MAT2791-ABED_1: Investigation: Reciprocal Functions

Investigation

Reciprocal Functions

The function \(w = l\) can be used to represent a square (width equals length), and the function \(w = \frac{1}{l}\) can be used to represent a rectangle with an area of \(1\).

Complete the following tables of values, and plot the points to check your predictions from part b.

How are the \(w\)-values related when the \(l\)-value is the same for each function?
For which \(l\)-value(s) is there no relationship between the two functions' \(w\)-values?

Open the Reciprocal of a Function applet. The applet can show various linear and quadratic functions, as well as their reciprocals. You’ll return to use the quadratic part of this applet later.

Turn on “linear”. The graph of the linear function \(y = f(x)\) can be adjusted using the \(m\)- and \(b\)-values. Turn on “show reciprocal”. This shows the graph of \(y = \frac{1}{f(x)}\).

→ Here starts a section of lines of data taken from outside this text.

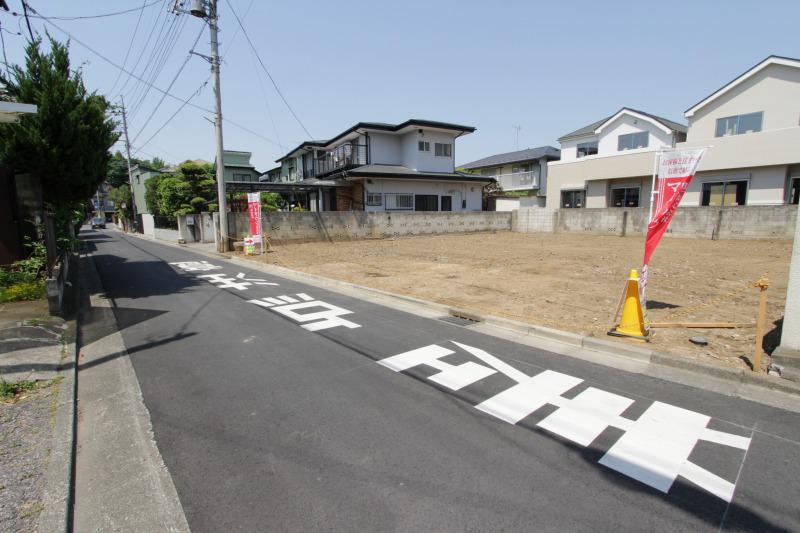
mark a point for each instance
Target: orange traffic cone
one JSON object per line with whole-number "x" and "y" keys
{"x": 632, "y": 322}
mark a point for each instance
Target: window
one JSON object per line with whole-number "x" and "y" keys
{"x": 625, "y": 197}
{"x": 570, "y": 199}
{"x": 443, "y": 150}
{"x": 397, "y": 201}
{"x": 724, "y": 193}
{"x": 426, "y": 202}
{"x": 794, "y": 192}
{"x": 736, "y": 125}
{"x": 588, "y": 148}
{"x": 631, "y": 141}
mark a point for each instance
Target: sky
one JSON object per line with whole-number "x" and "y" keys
{"x": 522, "y": 72}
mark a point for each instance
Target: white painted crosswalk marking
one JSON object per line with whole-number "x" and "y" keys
{"x": 514, "y": 404}
{"x": 654, "y": 449}
{"x": 454, "y": 377}
{"x": 583, "y": 418}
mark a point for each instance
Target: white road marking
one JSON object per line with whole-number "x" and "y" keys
{"x": 514, "y": 404}
{"x": 453, "y": 377}
{"x": 583, "y": 418}
{"x": 653, "y": 450}
{"x": 195, "y": 266}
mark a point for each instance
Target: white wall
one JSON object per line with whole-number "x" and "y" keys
{"x": 775, "y": 91}
{"x": 427, "y": 161}
{"x": 608, "y": 137}
{"x": 767, "y": 185}
{"x": 472, "y": 192}
{"x": 385, "y": 149}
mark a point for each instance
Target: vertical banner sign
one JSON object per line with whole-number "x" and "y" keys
{"x": 675, "y": 172}
{"x": 254, "y": 208}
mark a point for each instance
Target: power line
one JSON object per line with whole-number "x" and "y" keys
{"x": 253, "y": 48}
{"x": 130, "y": 46}
{"x": 103, "y": 15}
{"x": 134, "y": 76}
{"x": 174, "y": 79}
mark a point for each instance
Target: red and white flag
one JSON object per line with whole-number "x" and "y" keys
{"x": 675, "y": 172}
{"x": 254, "y": 208}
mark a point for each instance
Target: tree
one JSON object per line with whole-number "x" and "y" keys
{"x": 65, "y": 144}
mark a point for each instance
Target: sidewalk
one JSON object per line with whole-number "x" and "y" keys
{"x": 37, "y": 354}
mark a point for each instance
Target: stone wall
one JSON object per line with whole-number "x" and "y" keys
{"x": 343, "y": 226}
{"x": 745, "y": 222}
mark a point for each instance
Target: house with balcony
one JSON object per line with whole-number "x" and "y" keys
{"x": 609, "y": 163}
{"x": 752, "y": 128}
{"x": 522, "y": 173}
{"x": 375, "y": 166}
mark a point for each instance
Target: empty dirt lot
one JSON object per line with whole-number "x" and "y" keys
{"x": 571, "y": 282}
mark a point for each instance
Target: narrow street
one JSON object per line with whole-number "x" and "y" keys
{"x": 283, "y": 406}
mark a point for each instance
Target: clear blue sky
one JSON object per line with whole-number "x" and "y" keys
{"x": 550, "y": 67}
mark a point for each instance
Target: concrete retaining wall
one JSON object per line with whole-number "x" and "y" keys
{"x": 745, "y": 222}
{"x": 342, "y": 226}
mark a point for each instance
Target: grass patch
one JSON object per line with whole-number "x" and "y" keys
{"x": 12, "y": 391}
{"x": 21, "y": 291}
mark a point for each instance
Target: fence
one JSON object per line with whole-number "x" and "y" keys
{"x": 741, "y": 222}
{"x": 351, "y": 225}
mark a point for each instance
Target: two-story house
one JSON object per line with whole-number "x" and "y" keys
{"x": 752, "y": 128}
{"x": 375, "y": 166}
{"x": 609, "y": 163}
{"x": 520, "y": 171}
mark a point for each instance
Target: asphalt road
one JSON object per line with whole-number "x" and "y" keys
{"x": 294, "y": 414}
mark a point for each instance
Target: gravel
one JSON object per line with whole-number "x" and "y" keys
{"x": 25, "y": 435}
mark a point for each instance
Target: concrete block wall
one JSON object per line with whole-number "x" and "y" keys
{"x": 350, "y": 225}
{"x": 745, "y": 222}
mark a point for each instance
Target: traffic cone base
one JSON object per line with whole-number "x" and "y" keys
{"x": 632, "y": 322}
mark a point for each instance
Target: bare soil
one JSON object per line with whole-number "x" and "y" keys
{"x": 572, "y": 282}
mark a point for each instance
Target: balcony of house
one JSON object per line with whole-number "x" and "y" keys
{"x": 341, "y": 158}
{"x": 518, "y": 181}
{"x": 602, "y": 167}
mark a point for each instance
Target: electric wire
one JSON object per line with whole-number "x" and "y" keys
{"x": 130, "y": 46}
{"x": 253, "y": 48}
{"x": 174, "y": 79}
{"x": 104, "y": 14}
{"x": 149, "y": 39}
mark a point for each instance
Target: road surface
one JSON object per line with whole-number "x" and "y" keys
{"x": 282, "y": 406}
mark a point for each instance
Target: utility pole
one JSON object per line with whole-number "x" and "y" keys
{"x": 128, "y": 154}
{"x": 213, "y": 20}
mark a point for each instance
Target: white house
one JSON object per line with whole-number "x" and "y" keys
{"x": 609, "y": 163}
{"x": 751, "y": 126}
{"x": 374, "y": 166}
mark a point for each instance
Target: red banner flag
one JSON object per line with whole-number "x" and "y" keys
{"x": 254, "y": 208}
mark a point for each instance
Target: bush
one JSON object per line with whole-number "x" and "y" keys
{"x": 23, "y": 291}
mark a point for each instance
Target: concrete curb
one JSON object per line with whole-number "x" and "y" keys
{"x": 57, "y": 500}
{"x": 589, "y": 343}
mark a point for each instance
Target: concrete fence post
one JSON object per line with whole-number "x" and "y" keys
{"x": 789, "y": 348}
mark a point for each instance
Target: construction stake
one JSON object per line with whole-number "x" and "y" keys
{"x": 763, "y": 284}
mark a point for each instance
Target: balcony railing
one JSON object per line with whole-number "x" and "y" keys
{"x": 518, "y": 181}
{"x": 341, "y": 158}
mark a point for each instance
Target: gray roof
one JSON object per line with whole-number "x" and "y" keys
{"x": 514, "y": 157}
{"x": 400, "y": 171}
{"x": 589, "y": 130}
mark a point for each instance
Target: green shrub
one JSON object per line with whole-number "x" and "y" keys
{"x": 23, "y": 291}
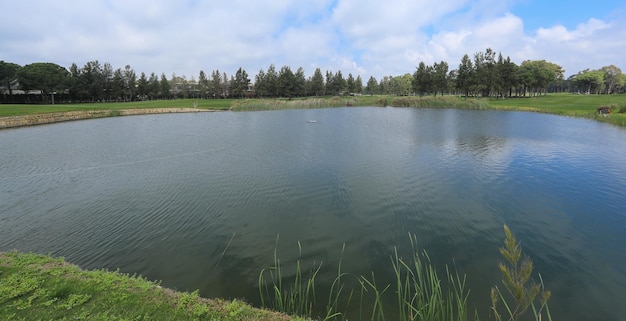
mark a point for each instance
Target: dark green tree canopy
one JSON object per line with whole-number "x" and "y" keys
{"x": 44, "y": 76}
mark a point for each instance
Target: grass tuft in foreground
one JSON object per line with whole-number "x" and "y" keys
{"x": 38, "y": 287}
{"x": 418, "y": 292}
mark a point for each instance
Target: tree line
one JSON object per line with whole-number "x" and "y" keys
{"x": 485, "y": 74}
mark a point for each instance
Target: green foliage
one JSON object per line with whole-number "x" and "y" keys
{"x": 517, "y": 272}
{"x": 297, "y": 297}
{"x": 421, "y": 294}
{"x": 37, "y": 287}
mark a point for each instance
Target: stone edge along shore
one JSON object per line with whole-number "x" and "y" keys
{"x": 49, "y": 118}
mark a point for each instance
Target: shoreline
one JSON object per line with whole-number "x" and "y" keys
{"x": 57, "y": 117}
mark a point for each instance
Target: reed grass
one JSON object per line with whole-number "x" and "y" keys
{"x": 420, "y": 293}
{"x": 417, "y": 291}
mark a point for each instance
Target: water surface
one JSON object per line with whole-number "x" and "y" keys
{"x": 198, "y": 200}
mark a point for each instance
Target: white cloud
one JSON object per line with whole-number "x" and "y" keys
{"x": 366, "y": 38}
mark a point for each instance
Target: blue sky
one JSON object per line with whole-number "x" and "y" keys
{"x": 367, "y": 38}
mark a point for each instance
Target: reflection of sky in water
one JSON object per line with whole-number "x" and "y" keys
{"x": 165, "y": 195}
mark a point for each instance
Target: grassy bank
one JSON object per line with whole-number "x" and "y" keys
{"x": 584, "y": 106}
{"x": 38, "y": 287}
{"x": 21, "y": 109}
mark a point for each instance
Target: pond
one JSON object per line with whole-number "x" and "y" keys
{"x": 202, "y": 200}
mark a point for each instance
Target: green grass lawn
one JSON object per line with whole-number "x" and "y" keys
{"x": 23, "y": 109}
{"x": 568, "y": 105}
{"x": 38, "y": 287}
{"x": 560, "y": 104}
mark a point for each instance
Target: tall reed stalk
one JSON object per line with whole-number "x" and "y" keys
{"x": 420, "y": 293}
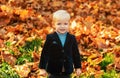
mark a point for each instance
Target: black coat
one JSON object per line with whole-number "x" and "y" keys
{"x": 54, "y": 56}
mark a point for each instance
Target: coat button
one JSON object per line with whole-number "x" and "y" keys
{"x": 62, "y": 51}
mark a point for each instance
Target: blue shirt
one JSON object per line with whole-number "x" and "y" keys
{"x": 62, "y": 37}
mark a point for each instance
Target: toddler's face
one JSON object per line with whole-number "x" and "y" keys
{"x": 62, "y": 26}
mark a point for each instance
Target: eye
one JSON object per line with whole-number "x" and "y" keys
{"x": 65, "y": 23}
{"x": 58, "y": 23}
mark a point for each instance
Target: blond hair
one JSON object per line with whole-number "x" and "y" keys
{"x": 61, "y": 15}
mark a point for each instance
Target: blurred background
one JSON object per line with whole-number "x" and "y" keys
{"x": 24, "y": 25}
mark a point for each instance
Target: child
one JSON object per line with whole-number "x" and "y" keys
{"x": 60, "y": 52}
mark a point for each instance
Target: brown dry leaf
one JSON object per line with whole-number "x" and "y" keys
{"x": 9, "y": 58}
{"x": 4, "y": 18}
{"x": 22, "y": 70}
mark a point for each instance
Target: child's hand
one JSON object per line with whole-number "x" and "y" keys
{"x": 43, "y": 72}
{"x": 78, "y": 71}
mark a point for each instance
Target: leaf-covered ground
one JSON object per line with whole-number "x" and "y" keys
{"x": 24, "y": 25}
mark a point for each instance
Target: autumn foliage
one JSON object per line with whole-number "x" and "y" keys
{"x": 24, "y": 25}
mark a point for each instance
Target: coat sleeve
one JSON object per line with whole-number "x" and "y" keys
{"x": 76, "y": 54}
{"x": 44, "y": 54}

How are the two graphs related?
Turn on “show vertical asymptotes”. What do asymptotes represent on the graph? Can you predict the location of an asymptote using only \(y = f(x)\)? Only \(y = \frac{1}{f(x)}\)?
Turn off “show vertical asymptotes” and turn on “show \(y = \pm 1\)”. Explain why the graphs of the two functions always intersect at either \(y = 1\) or \(y = -1\).
For any \(x\)-value, if the \(y\)-values for \(y = f(x)\) and \(y = \frac{1}{f(x)}\) are not equal, the graphs of the two functions lie on opposite sides of \(y = 1\) or on opposite sides of \(y = -1\). Why is this?
The graph of \(y = h(x)\) is shown on the grid. On the same grid, graph \(y = 1\), \(y = -1\), and the location of any asymptotes of the graph of \(y = \frac{1}{h(x)}\). Use these lines to sketch \(y = \frac{1}{f(x)}\).